Overall the level of debt in the economy has risen as a share of GDP from 227% to 247% largely as a consequence of the increase in government debt to nearly 100%. For the household sector though the past decade marks a sea change in behaviour as we have never seen such a sustained period of debt reduction. There have been phases where household leverage has stabilised, or fallen slightly. However, with the exception of these periods the household debt to GDP ratio rose steadily from 1960 to the global financial crisis with an acceleration after 1983. Much of this was encouraged by successive governments which de-regulated banks and promoted home ownership to the widest groups of the population with ultimately disastrous effect.

A period of balance sheet repair followed the crash as households worked to restore their finances. What is interesting though is how long the current period of household deleveraging has gone on with little sign that it might be ending. Today the debt to GDP ratio is below levels seen at the start of the last expansion and still falling.

Signs of scarring?

There were many excesses during the run-up to the crisis as the banking system forgot the concept of prudent lending, but it is hard to argue that the whole period was an aberration. Other measures such as buoyant household wealth and interest cover suggest the US consumer's financial position has now been restored. Perhaps we are seeing the “scarring” effects of the financial crisis; this can affect the willingness of households to borrow for a generation as occurred after the Great Depression.

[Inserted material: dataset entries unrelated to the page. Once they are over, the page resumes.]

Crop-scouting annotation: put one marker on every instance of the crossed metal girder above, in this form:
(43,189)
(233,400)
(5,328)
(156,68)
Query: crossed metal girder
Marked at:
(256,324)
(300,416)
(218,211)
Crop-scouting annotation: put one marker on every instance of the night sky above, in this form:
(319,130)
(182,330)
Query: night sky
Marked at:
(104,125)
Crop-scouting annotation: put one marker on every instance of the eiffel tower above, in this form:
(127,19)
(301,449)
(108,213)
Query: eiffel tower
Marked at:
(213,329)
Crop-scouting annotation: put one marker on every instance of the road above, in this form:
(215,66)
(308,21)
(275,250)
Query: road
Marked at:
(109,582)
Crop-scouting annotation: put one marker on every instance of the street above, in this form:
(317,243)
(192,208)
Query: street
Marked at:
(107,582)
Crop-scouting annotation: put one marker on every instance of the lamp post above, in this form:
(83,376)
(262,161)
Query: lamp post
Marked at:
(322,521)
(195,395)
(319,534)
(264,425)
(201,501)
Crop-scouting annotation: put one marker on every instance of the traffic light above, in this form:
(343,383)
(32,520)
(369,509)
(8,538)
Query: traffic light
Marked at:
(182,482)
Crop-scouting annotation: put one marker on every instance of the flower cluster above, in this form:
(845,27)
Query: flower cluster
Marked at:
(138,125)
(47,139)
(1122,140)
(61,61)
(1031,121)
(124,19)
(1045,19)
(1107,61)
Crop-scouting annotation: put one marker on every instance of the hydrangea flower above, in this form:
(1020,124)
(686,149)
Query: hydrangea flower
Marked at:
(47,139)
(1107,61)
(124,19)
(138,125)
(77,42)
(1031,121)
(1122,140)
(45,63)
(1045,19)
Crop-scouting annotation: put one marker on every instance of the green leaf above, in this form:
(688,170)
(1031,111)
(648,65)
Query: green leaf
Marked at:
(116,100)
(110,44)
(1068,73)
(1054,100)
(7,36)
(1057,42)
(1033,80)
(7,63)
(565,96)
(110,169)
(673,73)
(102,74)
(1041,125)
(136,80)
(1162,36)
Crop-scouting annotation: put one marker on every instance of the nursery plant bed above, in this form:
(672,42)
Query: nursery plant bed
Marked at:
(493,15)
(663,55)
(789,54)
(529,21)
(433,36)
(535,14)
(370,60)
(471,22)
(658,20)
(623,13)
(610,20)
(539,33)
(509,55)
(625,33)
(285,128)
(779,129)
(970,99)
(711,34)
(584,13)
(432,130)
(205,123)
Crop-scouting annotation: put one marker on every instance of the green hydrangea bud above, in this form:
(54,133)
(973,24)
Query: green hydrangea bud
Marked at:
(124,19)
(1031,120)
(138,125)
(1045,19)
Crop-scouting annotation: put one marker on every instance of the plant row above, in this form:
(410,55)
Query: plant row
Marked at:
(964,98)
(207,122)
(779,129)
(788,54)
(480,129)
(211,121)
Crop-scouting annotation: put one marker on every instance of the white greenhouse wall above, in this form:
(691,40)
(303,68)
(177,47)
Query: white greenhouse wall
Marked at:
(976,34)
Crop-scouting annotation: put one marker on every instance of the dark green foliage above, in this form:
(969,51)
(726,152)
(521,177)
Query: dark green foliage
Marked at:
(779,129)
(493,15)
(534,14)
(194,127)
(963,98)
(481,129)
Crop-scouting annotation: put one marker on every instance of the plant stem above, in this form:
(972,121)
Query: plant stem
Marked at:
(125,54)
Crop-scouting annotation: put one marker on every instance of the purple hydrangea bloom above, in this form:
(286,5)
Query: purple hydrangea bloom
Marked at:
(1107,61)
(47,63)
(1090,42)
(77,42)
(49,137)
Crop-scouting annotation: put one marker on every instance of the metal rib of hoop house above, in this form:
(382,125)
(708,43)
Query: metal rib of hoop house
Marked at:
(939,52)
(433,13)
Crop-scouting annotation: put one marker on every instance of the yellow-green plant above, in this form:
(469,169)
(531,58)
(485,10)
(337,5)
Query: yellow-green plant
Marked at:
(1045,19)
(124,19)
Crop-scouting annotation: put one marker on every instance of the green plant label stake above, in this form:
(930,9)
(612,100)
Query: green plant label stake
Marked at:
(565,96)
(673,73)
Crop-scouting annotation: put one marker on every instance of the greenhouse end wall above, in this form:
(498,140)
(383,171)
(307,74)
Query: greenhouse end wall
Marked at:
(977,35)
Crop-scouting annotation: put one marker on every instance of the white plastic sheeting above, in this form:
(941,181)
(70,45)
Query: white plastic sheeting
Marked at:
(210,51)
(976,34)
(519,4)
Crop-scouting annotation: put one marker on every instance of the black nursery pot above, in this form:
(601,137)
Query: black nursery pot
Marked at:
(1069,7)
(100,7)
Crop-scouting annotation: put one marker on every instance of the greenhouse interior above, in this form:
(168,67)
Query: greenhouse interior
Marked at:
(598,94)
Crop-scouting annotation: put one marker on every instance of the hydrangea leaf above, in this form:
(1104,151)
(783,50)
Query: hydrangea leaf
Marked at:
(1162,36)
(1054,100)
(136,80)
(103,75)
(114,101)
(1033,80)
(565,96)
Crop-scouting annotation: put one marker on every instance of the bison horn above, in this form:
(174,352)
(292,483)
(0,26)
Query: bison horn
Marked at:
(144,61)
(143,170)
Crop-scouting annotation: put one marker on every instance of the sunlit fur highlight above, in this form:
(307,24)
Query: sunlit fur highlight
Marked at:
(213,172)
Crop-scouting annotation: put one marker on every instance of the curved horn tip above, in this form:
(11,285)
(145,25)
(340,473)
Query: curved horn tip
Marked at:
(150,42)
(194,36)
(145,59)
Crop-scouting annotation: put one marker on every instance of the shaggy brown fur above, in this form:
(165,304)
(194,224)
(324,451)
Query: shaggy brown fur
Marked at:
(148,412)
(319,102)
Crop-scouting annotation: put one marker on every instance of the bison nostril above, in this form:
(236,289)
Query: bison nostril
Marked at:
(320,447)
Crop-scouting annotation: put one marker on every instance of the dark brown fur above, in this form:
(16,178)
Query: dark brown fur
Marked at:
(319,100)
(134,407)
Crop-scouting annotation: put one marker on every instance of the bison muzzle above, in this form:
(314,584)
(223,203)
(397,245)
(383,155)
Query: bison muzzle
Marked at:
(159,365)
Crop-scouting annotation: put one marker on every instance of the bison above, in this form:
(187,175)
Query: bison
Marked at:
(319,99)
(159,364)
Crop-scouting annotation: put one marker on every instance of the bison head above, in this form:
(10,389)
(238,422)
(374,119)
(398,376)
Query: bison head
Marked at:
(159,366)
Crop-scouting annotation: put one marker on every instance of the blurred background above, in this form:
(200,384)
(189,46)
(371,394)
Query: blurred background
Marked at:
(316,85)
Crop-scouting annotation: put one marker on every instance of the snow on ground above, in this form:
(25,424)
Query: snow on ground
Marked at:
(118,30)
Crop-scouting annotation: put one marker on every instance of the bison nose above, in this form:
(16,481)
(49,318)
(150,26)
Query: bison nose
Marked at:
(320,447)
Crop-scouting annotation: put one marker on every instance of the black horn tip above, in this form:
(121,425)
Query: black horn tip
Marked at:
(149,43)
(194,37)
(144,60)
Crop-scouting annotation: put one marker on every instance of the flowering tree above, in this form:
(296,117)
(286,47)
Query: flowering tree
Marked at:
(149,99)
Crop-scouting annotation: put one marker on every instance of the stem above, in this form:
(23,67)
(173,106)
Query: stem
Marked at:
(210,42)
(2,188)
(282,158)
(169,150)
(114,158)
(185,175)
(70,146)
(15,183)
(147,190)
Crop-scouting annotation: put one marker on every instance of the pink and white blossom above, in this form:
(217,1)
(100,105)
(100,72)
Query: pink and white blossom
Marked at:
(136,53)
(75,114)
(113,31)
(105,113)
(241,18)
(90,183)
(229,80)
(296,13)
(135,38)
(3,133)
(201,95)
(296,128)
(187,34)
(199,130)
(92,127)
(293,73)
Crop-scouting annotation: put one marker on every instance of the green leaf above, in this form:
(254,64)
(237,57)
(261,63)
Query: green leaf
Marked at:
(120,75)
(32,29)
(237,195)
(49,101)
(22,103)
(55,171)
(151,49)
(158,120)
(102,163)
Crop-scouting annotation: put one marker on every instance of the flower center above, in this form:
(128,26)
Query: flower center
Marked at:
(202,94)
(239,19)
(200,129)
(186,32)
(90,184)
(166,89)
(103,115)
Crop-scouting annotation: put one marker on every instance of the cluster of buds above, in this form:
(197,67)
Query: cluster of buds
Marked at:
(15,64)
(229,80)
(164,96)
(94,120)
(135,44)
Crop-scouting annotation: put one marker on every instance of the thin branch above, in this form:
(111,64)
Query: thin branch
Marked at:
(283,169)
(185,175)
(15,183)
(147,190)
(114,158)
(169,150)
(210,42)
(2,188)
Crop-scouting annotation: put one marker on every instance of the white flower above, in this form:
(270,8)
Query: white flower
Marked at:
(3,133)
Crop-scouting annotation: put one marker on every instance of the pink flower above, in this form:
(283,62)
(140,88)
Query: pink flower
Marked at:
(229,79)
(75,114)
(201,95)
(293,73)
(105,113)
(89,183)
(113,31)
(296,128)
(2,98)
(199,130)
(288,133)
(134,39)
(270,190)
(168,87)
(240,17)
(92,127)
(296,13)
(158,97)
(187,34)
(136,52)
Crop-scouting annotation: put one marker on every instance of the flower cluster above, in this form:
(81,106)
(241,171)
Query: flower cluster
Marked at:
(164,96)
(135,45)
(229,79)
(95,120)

If households have decided to eschew debt then the ability of the US Federal Reserve (Fed) to generate recovery through cutting interest rates is clearly limited. We have argued previously that the Fed will struggle to overcome the headwind from the trade tensions and this only adds to its difficulties by blocking one of the main monetary transmission mechanisms.

Measures to roll back some of the regulation on banks may help in this respect, but the most likely outcome is another bout of fiscal policy. This has become the policy prescription of the day.

However, it faces two challenges in the US. The first is that the government's debt to GDP ratio is already high at close to 100%. In the past this might have been an issue as investors worried about government spending "crowding out" private sector activity, but the bond markets do not seem concerned at present. The second is the political cycle. There is little extra government spending in the pipeline for the rest of this year or next; we are probably looking at 2021 at the earliest after the presidential election. No doubt there will be promises of fiscal largesse from both sides in the election race, but 2020 looks like it will also lack growth unless households rediscover the joys of debt.